Hükümet üyelerinden ilk kez Canikli bu kadar net bir cümle kullandı.
Yani yeni tasarı ile işverenlerin önü açılmak isteniyor. Ayrıntılara girip tartışmaya gerek bile yok!
Amaç işverenin elini rahatlatmak.
Faizsiz kredilerle, vergi iadeleriyle, teşviklerle, hibelerle işverenleri rahatlatamayan Hükümet, yeni kaynağını işçiler, çalışanlar üzerinden kıdem Tazminatı Yasası ile yaratmak istiyor.
Eğer söylendiği gibi işçiler bu yasadan zarar görmeyeceklerse Hükümet başka kanallardan işverenleri desteklemeye devam etsin.
Kıdem tazminatı alamayan işçiler için TÜRK-İŞ'in önerisi doğrultusunda mevcut yasaya iki madde eklensin yeter. "Kıdem tazminatı prangadır" sözü niyetlerini çok açık ve net olarak gösteriyor.
[*]
Hükümet, Şişecam işyerlerinde çalışan TÜRK-İŞ'e bağlı Kristal-İş Sendikası'na üye 5 bin 800 işçinin grevini erteledi.

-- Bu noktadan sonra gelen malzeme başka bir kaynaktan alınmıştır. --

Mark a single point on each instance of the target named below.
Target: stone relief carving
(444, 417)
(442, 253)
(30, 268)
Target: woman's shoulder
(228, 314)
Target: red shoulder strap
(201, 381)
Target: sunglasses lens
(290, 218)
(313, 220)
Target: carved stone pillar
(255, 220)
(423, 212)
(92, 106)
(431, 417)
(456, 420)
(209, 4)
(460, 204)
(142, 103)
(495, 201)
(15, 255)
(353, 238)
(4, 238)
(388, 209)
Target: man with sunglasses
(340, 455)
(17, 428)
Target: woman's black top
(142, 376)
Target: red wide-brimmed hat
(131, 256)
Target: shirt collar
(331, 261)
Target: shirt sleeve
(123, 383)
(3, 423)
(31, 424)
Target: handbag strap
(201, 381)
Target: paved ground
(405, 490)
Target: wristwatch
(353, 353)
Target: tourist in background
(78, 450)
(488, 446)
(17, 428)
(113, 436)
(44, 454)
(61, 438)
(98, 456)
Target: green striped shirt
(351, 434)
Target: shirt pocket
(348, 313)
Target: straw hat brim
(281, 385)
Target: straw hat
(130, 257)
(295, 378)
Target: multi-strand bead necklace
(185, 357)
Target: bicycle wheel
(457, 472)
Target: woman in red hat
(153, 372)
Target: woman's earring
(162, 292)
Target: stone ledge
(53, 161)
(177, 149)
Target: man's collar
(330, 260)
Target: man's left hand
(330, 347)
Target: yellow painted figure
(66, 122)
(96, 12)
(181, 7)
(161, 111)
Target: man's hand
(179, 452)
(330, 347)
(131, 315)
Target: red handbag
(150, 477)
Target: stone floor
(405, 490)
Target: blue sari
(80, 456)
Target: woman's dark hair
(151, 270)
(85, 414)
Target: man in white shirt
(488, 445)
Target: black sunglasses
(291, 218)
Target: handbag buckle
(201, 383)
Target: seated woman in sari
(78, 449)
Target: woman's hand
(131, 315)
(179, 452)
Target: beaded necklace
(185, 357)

Bakanlar Kurulu'nun kararı, Cumhurbaşkanı Recep Tayyip Erdoğan'ın imzasıyla, milli güvenliği tehdit gerekçesiyle grev ertelendi.
İşçiler fabrikaları terk etmemek gibi eylemlerle seslerini duyurmaya çalışıyor.
Önümüzdeki günlerde daha farklı eylemler yapacaklarını belirtiyorlar.
[*]
Ekonomik daralma ve işsizlikteki artış nedeniyle acil önlemler alan Hükümet, işverenleri çeşitli yollardan desteklerken bunun faturasını da çalışanlara kesmeye başladı.
Bu anlayış, kamu sözleşmelerinde ve kıdem tazminatı düzenlemesinde de devam ederse yaz ayları sıcak günlere gebe demektir.
İktidar partisi AK Parti'nin örgütsel yapısındaki değişiklik beklentileri, Hükümet içindeki değişiklik beklentileri, devletin çeşitli kurumlarında devam eden FETÖ operasyonu beklentileri, esnafın duvara dayanmış hali ortadayken sendikalarla, Türkiye'nin en örgütlü kesimiyle kavga çıkarmanın riski büyüktür diye düşünüyorum.
Çünkü onlar otur-kalk talimatı verebileceğiniz bir kesim değildir.
Haklı olduklarında meşru yolları mutlaka bulurlar.